Increased Cognitive Decline One Year After Mild TBI in Children

Reliable increases in cognitive symptoms persist to 12 months; symptoms linked to lower health-related QoL

THURSDAY, March 8 (HealthDay News) -- Children with mild traumatic brain injury (TBI) continue to experience postconcussive symptoms that are associated with functional impairment, according to research published online March 5 in the Archives of Pediatrics & Adolescent Medicine.

To determine the long-term changes in, and functional consequences of, postconcussive symptoms in children with mild TBI, Keith Owen Yeates, Ph.D., of Nationwide Children's Hospital in Columbus, Ohio, and colleagues conducted a prospective study involving 186 children with mild TBI and 99 with orthopedic injuries (OI), aged 8 to 15 years.
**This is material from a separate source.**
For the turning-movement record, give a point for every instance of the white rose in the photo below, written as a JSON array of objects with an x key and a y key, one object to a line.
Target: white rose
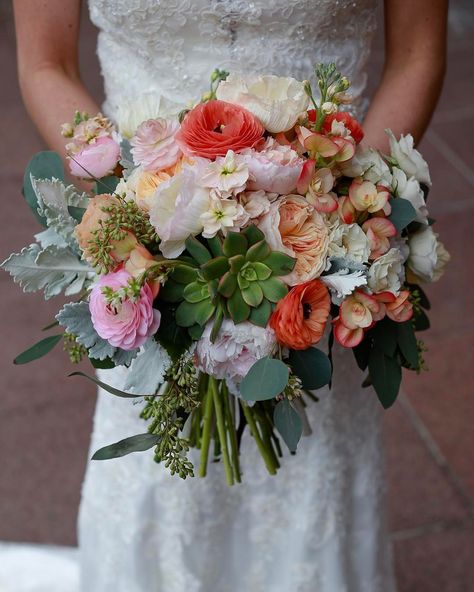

Compared with children with OI, the researchers found that those with mild TBI were more likely to show reliable increases in cognitive and somatic symptoms in the 12 months following the injury. For somatic symptoms, the likelihood of reliable increases became less common with time, but for cognitive symptoms, they persisted to 12 months post-injury. Increased symptoms were much more common in those who experienced a mild TBI with loss of consciousness or abnormal neuroimaging results. Furthermore, these cognitive and somatic symptom increases correlated with reduced health-related quality of life and a greater likelihood of educational intervention.

"Children with mild TBI were more likely to exhibit reliable increases in both cognitive and somatic symptoms than children with OI. These differences became less common over time for somatic symptoms but persisted to 12 months post-injury for cognitive symptoms," the authors write.